Es por dicha situación que hoy en día se vuelve imprescindible entender los riesgos, funcionamiento y oportunidades que nos ofrecen los productos financieros que un cliente contrata, para poder ser capaces de tomar las decisiones acertadas.

Para entender esto es necesario saber ¿qué es la cultura financiera?

Se entiende como cultura financiera todo lo relacionado con las habilidades, aptitudes, conocimientos y saberes que le permiten al cliente promedio tomar decisiones sobre su futuro y estabilidad financiera.

Esto permite ampliamente el entendimiento de los valores entorno a la economía, la manera en la que se establecen prioridades, inversiones y lo más importante, el conocimiento de los derechos que se pueden tener a la hora de convertirnos en un cliente bancario.

La cultura financiera nos permite tomar decisiones responsables e informadas. Además, te proporciona las herramientas adecuadas para poder tratar con tu banco sin ningún tipo de complejidad, ocasionada por el desconocimiento. Tanto si la meta es desarrollar un proyecto personal o profesional, puesto que una buena base de conocimiento financiero hará que el cliente pueda alcanzar sus objetivos sin demasiadas dificultades.

De esta manera se puede decir que, la cultura financiera es un conocimiento primario en esta época de globalización, de expansión de los servicios bancarios y de la consecución de ese necesario estado de bienestar.

Teniendo este punto claro, tratemos de entender lo que engloba el concepto de producto financiero.

La importancia de entender los productos y servicios financieros

Los productos financieros son relacionados a deudas u obligaciones que se tienen frente a una cantidad monetaria especifica. En ocasiones se establece cierta complejidad y riesgo. Los productos pueden dividirse en dos categorías, teniendo en cuenta el objetivo que tiene el cliente a la hora de hacer la solicitud, estas pueden ser:

  • De compraventa.

  • De inversión.

Sea cual sea el propósito, el producto financiero se relaciona a la solicitud de préstamos, de los cuales, la entidad bancaria podrá ganar dinero con el cobro de los intereses.

El cobro de intereses, es la mayor fuente de ingresos para las entidades bancarias.

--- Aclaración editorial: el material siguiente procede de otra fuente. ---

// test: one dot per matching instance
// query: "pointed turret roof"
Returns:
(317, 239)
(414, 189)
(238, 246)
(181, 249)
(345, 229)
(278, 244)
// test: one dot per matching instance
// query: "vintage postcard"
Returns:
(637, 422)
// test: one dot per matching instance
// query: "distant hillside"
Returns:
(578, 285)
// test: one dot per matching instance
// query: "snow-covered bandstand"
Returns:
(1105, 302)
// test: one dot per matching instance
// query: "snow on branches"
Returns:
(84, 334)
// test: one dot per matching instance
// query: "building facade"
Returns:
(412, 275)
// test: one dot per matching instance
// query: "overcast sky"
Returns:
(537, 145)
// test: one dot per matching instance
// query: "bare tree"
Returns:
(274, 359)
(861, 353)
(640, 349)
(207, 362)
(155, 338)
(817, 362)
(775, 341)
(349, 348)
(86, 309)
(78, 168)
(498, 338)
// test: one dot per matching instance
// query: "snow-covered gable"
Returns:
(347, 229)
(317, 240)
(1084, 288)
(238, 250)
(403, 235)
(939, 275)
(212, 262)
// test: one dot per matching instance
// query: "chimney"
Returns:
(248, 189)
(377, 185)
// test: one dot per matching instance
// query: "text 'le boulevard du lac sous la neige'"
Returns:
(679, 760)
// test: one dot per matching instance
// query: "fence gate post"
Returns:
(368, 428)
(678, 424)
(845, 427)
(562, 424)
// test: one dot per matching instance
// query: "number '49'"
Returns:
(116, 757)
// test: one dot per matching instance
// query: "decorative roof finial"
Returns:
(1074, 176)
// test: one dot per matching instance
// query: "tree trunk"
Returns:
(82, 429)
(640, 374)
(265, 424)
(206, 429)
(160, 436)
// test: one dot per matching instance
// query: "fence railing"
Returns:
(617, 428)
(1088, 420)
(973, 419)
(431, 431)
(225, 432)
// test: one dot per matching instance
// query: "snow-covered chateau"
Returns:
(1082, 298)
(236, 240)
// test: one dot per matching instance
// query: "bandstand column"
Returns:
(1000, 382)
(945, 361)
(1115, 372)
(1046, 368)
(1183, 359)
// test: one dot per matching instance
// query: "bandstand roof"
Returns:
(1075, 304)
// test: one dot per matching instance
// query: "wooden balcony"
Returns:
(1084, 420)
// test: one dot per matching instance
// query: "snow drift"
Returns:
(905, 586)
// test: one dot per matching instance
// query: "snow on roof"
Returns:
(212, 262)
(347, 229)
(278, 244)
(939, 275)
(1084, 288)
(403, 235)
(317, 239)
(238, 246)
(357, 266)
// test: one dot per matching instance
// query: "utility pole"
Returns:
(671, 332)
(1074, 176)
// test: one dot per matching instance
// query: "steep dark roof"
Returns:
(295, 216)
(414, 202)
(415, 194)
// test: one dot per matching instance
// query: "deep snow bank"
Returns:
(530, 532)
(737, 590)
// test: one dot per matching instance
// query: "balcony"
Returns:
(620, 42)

 Debes tener en cuenta que existen tres tipos de productos financieros, conocerlos te ayudarán a entender las diferencias de su funcionamiento, y así, determinar tus decisiones a la hora de establecer un vínculo con un banco.

  • Productos financieros de ahorro

    Es el producto que tiene mayor salida. Su función central (como su nombre lo indica), es la acumulación de una cantidad de dinero de manera mensual, cuyo funcionamiento se asemeja al mismo que tiene los procesos de inflación, es por ello que sus intereses son regulados y estandarizados en la mayoría de las ocasiones.

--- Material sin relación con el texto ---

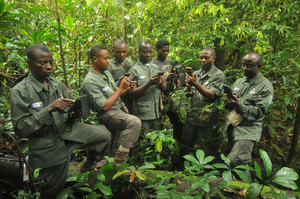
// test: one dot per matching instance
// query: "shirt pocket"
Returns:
(250, 99)
(41, 141)
(107, 91)
(142, 79)
(144, 108)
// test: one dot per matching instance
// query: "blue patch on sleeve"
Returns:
(221, 86)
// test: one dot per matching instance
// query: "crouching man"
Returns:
(39, 110)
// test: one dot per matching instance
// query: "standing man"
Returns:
(165, 64)
(104, 96)
(147, 104)
(39, 110)
(119, 65)
(252, 96)
(206, 89)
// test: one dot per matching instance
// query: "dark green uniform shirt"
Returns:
(45, 132)
(146, 106)
(117, 70)
(213, 80)
(99, 88)
(255, 94)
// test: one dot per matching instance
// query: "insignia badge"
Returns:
(142, 77)
(105, 89)
(37, 104)
(236, 89)
(270, 99)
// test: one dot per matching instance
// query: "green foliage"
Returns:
(284, 177)
(82, 185)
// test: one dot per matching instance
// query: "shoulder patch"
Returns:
(37, 104)
(104, 89)
(221, 86)
(142, 77)
(252, 91)
(236, 89)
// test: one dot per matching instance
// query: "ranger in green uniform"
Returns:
(104, 96)
(39, 112)
(252, 96)
(206, 88)
(147, 104)
(119, 65)
(165, 64)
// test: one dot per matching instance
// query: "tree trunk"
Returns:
(220, 54)
(294, 153)
(124, 26)
(60, 44)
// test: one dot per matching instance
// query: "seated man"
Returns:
(104, 96)
(252, 96)
(146, 95)
(119, 65)
(38, 109)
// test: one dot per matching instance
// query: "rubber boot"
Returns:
(121, 156)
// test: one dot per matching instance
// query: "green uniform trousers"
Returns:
(53, 179)
(151, 124)
(117, 120)
(208, 138)
(241, 152)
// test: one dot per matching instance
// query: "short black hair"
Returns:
(144, 41)
(213, 52)
(95, 50)
(33, 48)
(162, 42)
(257, 56)
(118, 42)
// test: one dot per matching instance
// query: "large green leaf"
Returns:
(65, 193)
(23, 32)
(38, 9)
(285, 182)
(103, 188)
(200, 155)
(288, 173)
(2, 6)
(220, 166)
(253, 191)
(227, 176)
(120, 173)
(226, 159)
(158, 145)
(208, 159)
(147, 166)
(244, 176)
(69, 22)
(191, 159)
(140, 175)
(244, 167)
(101, 177)
(257, 170)
(267, 162)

    En esta tipología encontramos:

    • Cuentas de ahorro: el cliente puede disponer del dinero cuando desee.
    • Depósitos a plazo fijo: el cliente debe pagar una comisión para poder acceder al dinero registrado en la cuenta.
  • Productos financieros de inversión

    Se caracterizan por ser solicitados bajo un interés de obtener algún poder adquisitivo, representando de esta manera, una rentabilidad ajustable y superior al aumento de la inflación.

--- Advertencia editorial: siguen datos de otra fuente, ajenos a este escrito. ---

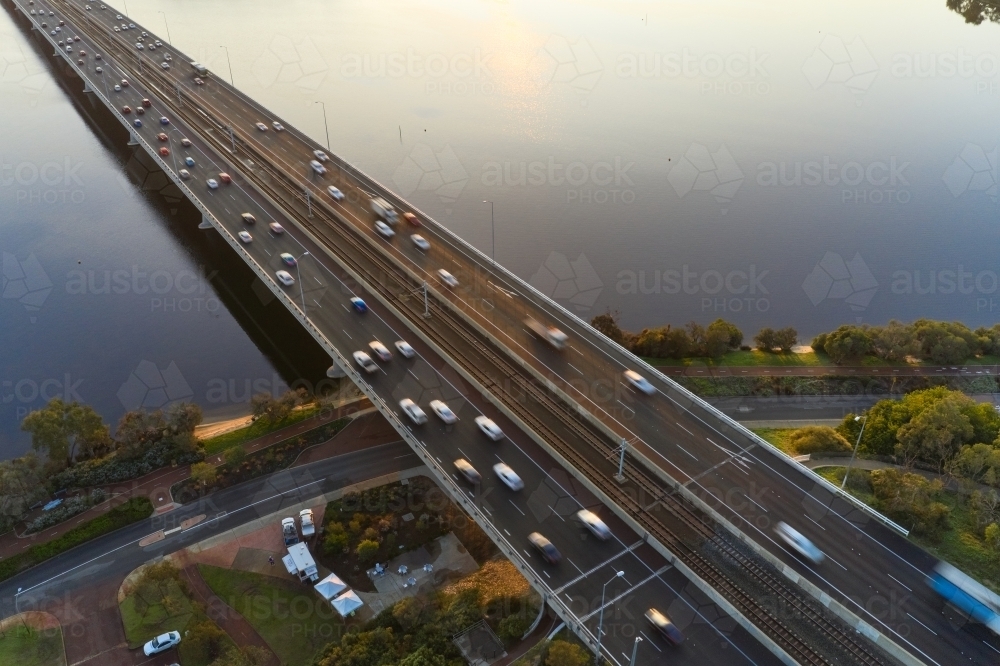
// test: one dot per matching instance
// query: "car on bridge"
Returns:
(664, 626)
(380, 350)
(508, 476)
(411, 409)
(640, 382)
(443, 411)
(548, 551)
(365, 361)
(469, 472)
(489, 428)
(596, 526)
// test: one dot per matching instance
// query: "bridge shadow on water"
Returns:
(298, 359)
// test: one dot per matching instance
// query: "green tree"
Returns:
(607, 324)
(935, 434)
(563, 653)
(203, 473)
(366, 550)
(65, 430)
(817, 439)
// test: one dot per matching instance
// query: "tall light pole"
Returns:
(170, 41)
(493, 233)
(298, 274)
(855, 452)
(230, 66)
(600, 622)
(325, 125)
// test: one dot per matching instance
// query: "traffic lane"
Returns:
(104, 557)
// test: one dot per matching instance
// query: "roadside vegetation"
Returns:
(160, 601)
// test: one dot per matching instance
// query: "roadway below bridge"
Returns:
(683, 438)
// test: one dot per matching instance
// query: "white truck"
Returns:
(288, 531)
(384, 209)
(308, 527)
(299, 562)
(550, 334)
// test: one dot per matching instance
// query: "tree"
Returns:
(817, 439)
(607, 324)
(935, 434)
(203, 473)
(64, 430)
(563, 653)
(764, 340)
(367, 550)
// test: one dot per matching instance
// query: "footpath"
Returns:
(156, 485)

    Aquí se encuentran los brokers, fondos de inversión y planea de pensiones.

  • Productos financieros de financiación

    El propósito de este tipo de productos, radica en aportar dinero que necesita el cliente.

    Aquí se pueden encontrar las hipotecas, créditos y tarjetas de crédito.

Por su parte los servicios financieros hacen referencia a actividades comerciales en las que el objetivo se desarrolla en la inversión de dinero y su rentabilidad. De esta manera su propósito se resume en la movilización de recursos al interior de un grupo determinado, cuyos costes se manejan por medio de tasas de interés.

Por eso es que queremos asesorarte sobre los diferentes productos que te pueden ser ofertados, su nivel de complejidad, para que a la hora de reclamar puedas estar bien informado.